There are only a handful of new players on the Carolina Hurricanes, and one of them was an old player from two seasons ago. Michael Bunting, Brendan Lemieux and Dmitry Orlov were the only new faces on the ice when the Hurricanes’ first-team group went through its first practice of the season, along with blast from the past Tony DeAngelo. Andrei Svechnikov, who was injured when the Hurricanes’ season ended with a four-game sweep at the hands of the clearly inferior Florida Panthers, was back with the group, testing the boundaries of his yellow no-contact jersey to his teammates’ bemused chagrin.

But everywhere else, from the re-signed captain down to the re-signed goalies, the group that got things started Thursday was very much the same group still unhappy over how they ended.

A day that usually marks a turning point — the beginning of a new season for a new group, so much like the start of any school year — felt very much like the Hurricanes were picking up where they left off in May.

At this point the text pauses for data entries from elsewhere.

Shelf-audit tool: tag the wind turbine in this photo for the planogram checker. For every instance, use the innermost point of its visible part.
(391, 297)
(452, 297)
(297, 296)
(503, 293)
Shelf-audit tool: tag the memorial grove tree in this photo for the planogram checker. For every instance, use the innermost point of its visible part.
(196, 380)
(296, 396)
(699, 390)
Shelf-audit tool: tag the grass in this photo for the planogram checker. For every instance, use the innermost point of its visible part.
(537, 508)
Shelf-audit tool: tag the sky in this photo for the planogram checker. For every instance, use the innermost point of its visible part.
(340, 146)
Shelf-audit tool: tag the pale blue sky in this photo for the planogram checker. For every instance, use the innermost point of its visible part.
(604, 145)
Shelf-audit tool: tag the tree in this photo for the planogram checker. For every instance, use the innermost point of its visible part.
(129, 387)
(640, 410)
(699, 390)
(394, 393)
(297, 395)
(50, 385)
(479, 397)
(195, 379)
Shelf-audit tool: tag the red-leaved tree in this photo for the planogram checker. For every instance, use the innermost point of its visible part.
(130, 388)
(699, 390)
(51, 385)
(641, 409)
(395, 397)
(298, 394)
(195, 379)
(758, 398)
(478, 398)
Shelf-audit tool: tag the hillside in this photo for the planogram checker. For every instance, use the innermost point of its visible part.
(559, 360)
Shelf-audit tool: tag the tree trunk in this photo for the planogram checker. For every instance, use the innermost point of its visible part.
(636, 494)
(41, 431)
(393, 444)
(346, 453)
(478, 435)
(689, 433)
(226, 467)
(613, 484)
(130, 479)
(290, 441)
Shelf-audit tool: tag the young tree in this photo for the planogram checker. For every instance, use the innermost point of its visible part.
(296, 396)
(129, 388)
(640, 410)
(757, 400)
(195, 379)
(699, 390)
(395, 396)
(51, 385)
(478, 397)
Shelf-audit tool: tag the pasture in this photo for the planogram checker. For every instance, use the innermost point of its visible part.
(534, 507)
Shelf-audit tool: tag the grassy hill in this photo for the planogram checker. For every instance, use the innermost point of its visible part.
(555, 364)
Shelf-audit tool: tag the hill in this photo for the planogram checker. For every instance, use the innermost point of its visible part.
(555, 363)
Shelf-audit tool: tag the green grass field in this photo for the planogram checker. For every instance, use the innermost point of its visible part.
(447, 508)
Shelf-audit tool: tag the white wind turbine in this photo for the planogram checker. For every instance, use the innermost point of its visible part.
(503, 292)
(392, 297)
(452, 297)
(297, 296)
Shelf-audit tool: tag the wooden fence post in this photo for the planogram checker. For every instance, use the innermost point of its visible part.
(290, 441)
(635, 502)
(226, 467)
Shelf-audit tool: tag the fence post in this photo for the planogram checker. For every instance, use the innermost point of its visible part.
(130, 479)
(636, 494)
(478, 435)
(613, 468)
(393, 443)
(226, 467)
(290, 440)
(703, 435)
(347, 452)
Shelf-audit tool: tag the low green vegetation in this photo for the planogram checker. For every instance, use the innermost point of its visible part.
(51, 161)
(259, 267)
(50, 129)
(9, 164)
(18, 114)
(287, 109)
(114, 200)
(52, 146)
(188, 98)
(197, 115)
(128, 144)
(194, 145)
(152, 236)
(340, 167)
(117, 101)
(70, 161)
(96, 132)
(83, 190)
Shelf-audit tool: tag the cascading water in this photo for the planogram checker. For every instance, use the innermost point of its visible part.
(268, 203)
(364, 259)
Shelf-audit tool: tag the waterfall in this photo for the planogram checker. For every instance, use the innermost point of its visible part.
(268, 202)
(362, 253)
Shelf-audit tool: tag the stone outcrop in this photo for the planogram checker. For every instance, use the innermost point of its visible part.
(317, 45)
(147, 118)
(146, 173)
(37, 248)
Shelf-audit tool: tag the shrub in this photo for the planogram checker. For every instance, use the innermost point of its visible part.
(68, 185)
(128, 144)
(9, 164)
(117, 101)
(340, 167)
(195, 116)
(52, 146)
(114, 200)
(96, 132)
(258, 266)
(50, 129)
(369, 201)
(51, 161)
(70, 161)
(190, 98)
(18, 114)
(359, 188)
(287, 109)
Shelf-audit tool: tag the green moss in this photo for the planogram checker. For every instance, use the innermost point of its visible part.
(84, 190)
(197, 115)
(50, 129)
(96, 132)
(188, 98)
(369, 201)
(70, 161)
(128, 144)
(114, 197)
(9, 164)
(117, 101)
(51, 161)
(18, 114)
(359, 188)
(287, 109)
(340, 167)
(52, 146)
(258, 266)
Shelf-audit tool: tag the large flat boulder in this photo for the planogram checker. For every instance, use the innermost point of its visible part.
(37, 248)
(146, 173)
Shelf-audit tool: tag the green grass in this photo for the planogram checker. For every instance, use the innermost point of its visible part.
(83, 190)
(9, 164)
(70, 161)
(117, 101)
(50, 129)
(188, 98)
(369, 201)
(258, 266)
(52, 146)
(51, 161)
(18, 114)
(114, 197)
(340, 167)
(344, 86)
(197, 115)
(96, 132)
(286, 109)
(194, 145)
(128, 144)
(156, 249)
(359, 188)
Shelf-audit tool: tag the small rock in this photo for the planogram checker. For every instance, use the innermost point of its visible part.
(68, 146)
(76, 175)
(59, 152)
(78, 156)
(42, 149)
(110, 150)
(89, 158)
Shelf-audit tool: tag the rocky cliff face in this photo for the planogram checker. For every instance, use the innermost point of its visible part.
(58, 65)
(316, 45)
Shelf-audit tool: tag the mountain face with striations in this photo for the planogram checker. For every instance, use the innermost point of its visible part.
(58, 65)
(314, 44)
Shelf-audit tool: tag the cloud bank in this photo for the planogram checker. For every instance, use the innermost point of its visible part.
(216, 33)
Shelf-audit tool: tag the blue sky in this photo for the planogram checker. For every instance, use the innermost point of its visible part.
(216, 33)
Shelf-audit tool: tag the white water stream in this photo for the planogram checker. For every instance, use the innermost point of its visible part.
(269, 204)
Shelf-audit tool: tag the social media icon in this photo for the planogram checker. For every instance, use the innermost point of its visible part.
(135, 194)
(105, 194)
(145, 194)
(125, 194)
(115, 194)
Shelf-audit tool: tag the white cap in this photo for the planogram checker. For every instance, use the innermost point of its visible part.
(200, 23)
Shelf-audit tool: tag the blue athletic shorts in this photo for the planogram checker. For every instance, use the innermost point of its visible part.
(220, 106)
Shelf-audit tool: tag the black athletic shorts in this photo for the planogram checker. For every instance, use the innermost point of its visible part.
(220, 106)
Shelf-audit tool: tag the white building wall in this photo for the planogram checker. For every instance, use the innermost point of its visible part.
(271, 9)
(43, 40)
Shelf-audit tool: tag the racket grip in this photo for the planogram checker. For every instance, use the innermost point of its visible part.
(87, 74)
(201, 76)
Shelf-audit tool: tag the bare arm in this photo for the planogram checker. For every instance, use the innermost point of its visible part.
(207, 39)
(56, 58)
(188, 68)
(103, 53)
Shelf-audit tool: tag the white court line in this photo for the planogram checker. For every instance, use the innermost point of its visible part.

This is unusual in any pro sport, but especially in the NHL’s salary-cap era, where shorter-term contracts are becoming more common and turnover is the norm, not the exception. The Hurricanes too have seen a handful of players come and go in seasons past, especially as the franchise navigated the climb to competitiveness since 2018, even starting the season without Justin Williams in the fall of 2019 but finishing it with him in the Toronto bubble that August.

But generally speaking, the players who might have left under other circumstances are still here. Instead of a fresh start, the bright uncertainty of a season to come, there was a distinct mood of unfinished business, of slipping back into a familiar routine that has brought this franchise so much success over the past five years, just not the ultimate success.

“Having the first meeting yesterday, where all the rookies were and all the prospects were also, it’s the same message that Roddie is telling us,” goalie Antti Raanta said. “Obviously there are some little tweaks and things like that, but that’s our team identity. We’re a hard-working team and that’s why it’s easy to start out straightaway. I’ve been here two years and that’s how we talk every day. … Obviously you get new faces, but our core group stays like that, and it’s going to be a lot of fun to get going again.”

The additions were all carefully targeted to address needs, all proven in their roles, whether it’s another elite two-way defenseman in Orlov or a goal-scoring winger in Bunting or an agitator like Lemieux. There’s actually more uncertainty about Svechnikov’s recovery from a torn ACL, which continues to proceed according to plan and ahead of schedule, to the point where he’s as itchy to get hit as he is to hit someone — although he was certainly veering toward the latter Thursday.

“Otherwise, it’s boring still,” Svechnikov said. “But what else you can do here, right? Nothing else. Stick with that and we’ll see.”

Stick with that and we’ll see.

That’s how the entire practice felt, not a beginning but a continuation, not the first day but one somewhere in the middle.